8 Medical Deposition of Dr Thomas Saxton, Statement of Kelvin Kamara and Patient Health Summary, Coronial Brief.
9 Ibid.
10 Ibid.
FINDINGS AND CONCLUSION
- Pursuant to section 67(1) of the Coroners Act 2008 I make the following findings: a) the identity of the deceased was Ann Williams, born 14 November 1952; b) the death occurred on 28 September 2024 at Frankston Hospital, 2 Hastings Road Frankston, Victoria, 3199, from 1(a) ASPIRATION PNEUMONIA COMPLICATING DYSPHAGIA AND STATUS EPILEPTICUS; and c) the death occurred in the circumstances described above.

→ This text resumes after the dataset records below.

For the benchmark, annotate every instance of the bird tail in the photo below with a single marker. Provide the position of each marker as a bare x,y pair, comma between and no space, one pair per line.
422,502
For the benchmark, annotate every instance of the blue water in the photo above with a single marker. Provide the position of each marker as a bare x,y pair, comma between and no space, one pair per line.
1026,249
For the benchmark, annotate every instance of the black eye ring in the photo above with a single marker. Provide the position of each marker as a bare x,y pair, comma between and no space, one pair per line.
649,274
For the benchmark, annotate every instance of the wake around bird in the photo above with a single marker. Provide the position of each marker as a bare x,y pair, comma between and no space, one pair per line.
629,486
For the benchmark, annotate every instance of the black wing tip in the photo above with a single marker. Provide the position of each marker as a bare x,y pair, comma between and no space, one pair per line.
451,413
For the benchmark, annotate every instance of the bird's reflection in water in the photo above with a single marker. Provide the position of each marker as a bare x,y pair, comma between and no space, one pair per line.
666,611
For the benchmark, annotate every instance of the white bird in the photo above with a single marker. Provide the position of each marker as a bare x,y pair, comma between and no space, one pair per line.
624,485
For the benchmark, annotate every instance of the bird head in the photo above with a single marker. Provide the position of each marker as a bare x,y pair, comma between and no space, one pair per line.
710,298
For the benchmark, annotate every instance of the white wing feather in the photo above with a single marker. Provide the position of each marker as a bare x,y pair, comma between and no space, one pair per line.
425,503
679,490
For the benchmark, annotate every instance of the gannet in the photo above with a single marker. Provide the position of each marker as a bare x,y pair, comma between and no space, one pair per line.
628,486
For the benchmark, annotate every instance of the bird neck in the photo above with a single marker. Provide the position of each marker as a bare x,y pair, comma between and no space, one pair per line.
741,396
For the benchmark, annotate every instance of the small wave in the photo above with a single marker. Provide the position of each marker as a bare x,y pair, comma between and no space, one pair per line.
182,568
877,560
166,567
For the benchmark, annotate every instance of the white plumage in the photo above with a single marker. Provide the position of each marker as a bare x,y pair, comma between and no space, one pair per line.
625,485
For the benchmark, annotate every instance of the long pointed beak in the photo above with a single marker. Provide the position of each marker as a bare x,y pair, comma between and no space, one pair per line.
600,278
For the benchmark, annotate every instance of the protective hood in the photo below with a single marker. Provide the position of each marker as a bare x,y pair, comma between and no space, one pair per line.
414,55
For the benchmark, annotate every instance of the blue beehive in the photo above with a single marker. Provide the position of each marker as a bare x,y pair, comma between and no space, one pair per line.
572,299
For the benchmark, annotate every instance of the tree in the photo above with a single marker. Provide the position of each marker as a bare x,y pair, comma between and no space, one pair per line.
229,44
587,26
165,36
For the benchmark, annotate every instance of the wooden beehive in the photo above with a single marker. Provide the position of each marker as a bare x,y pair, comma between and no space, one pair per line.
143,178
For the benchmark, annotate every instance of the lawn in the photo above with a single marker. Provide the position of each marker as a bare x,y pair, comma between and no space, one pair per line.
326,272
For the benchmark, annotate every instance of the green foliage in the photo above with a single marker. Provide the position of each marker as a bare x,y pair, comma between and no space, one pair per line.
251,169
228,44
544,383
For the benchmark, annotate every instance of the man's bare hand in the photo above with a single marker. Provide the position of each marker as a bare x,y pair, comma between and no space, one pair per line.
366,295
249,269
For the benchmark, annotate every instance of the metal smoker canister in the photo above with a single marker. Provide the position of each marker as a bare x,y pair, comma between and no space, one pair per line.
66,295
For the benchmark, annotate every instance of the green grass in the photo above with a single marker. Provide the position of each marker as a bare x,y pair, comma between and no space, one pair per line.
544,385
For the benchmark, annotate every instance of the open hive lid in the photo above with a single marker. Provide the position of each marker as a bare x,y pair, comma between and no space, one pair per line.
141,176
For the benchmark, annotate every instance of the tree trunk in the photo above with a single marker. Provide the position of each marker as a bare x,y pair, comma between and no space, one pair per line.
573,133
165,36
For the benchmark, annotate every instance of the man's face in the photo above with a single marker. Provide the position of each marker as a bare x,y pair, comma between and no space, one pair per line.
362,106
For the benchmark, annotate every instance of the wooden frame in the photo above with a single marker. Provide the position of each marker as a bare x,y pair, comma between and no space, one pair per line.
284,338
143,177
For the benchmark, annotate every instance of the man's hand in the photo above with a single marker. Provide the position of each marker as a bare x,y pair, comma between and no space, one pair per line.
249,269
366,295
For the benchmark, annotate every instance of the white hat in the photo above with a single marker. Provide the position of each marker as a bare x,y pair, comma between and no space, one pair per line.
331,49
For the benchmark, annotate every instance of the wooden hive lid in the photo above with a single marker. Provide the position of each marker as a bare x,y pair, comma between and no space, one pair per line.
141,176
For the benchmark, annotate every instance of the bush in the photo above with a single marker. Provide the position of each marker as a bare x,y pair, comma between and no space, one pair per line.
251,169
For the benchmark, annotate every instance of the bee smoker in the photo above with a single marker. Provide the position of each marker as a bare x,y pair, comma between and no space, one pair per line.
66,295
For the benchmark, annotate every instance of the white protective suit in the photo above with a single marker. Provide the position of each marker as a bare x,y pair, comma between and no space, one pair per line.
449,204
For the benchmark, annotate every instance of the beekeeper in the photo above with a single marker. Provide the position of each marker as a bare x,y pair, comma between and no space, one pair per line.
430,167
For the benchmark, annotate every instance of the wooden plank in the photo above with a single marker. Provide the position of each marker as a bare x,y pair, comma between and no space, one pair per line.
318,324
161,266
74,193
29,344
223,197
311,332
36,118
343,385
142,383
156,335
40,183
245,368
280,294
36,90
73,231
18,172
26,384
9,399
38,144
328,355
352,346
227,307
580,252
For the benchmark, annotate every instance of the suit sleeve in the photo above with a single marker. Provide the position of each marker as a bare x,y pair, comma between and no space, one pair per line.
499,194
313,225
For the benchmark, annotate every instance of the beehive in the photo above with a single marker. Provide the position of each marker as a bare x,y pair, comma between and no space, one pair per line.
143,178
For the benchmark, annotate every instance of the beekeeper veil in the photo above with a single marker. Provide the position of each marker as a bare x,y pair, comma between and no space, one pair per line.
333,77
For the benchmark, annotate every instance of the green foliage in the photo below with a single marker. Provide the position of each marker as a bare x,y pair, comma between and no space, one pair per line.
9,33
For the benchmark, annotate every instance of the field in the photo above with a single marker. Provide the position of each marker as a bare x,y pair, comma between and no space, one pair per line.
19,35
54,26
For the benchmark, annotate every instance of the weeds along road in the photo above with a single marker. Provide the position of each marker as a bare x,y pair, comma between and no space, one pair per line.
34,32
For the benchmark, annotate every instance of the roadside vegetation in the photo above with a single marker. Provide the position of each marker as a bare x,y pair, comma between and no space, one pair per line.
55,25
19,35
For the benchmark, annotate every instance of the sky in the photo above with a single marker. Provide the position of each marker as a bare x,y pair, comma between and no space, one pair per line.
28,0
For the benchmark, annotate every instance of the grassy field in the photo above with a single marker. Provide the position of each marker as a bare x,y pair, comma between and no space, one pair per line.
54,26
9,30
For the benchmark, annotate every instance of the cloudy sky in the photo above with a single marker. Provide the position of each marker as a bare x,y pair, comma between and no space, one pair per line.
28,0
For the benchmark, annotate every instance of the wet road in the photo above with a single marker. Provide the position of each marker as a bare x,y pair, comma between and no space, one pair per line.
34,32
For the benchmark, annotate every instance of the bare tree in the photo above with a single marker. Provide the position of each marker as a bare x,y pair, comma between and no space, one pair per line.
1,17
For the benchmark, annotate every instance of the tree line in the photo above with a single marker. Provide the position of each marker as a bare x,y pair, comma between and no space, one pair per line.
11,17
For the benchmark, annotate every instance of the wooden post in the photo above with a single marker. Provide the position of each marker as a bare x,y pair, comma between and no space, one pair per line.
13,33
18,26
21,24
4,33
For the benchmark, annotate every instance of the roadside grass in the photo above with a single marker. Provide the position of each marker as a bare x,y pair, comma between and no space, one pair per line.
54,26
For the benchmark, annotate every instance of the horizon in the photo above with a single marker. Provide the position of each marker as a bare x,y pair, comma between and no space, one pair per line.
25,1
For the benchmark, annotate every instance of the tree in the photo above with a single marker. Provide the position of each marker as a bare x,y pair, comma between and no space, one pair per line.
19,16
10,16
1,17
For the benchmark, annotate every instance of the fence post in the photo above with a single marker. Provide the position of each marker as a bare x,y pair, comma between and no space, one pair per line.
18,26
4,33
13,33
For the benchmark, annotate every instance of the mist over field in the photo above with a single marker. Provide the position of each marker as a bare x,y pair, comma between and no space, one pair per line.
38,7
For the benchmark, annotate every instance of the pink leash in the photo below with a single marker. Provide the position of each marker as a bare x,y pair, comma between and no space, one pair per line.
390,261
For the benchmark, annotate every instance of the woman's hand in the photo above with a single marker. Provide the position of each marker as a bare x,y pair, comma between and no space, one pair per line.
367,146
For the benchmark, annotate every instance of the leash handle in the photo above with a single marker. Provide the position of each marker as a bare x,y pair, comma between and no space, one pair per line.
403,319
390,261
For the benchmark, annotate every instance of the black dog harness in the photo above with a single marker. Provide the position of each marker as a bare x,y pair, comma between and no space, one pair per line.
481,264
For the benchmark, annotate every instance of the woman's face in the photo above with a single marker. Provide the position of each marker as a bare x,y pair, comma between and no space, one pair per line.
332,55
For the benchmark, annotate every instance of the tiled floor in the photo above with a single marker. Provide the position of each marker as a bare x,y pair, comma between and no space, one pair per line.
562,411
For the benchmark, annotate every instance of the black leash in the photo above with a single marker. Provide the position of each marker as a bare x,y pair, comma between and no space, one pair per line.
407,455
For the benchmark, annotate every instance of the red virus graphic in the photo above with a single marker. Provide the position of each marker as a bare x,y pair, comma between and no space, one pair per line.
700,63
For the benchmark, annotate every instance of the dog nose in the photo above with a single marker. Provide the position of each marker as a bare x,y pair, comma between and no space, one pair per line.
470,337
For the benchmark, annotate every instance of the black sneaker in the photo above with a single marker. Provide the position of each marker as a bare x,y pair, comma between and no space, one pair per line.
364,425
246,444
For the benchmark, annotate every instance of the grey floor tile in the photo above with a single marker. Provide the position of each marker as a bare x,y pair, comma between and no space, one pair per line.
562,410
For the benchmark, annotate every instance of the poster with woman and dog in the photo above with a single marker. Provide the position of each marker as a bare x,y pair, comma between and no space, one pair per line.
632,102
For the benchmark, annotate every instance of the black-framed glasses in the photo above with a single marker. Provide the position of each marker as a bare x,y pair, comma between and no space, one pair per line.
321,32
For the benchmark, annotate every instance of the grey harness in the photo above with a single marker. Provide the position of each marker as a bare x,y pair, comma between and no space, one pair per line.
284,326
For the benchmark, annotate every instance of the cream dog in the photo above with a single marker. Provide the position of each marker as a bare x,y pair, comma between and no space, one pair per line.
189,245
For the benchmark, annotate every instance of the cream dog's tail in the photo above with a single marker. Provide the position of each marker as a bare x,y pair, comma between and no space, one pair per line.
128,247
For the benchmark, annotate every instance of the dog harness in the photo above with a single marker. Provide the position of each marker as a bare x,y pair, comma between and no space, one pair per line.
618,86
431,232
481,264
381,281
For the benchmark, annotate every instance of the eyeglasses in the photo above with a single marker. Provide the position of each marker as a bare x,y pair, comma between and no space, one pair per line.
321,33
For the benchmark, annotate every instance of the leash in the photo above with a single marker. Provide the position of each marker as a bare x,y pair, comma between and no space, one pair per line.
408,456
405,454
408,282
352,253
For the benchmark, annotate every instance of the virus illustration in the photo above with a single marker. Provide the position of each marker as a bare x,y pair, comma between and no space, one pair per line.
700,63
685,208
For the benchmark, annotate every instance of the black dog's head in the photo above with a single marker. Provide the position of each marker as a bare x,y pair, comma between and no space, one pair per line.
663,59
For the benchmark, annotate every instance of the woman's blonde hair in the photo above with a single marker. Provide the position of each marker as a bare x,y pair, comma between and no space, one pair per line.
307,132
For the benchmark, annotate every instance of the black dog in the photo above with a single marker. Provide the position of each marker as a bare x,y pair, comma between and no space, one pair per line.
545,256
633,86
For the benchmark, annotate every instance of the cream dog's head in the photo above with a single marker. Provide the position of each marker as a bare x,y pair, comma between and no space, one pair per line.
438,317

I convey my sincere condolences to Ann’s family for their loss.
Pursuant to section 73(1B) of the Act, I order that this finding be published on the Coroners Court of Victoria website in accordance with the rules.
I direct that a copy of this finding be provided to the following: Robert Parker, Senior Next of Kin Kathleen Jansen, Peninsula Health Senior Constable Timothy Taylor, Coronial Investigator Signature: ___________________________________ Coroner Simon McGregor Date: 28 July 2025 NOTE: Under section 83 of the Coroners Act 2008 ('the Act'), a person with sufficient interest in an investigation may appeal to the Trial Division of the Supreme Court against the findings of a coroner in respect of a death after an investigation. An appeal must be made within 6 months after the day on which the
determination is made, unless the Supreme Court grants leave to appeal out of time under section 86 of the Act.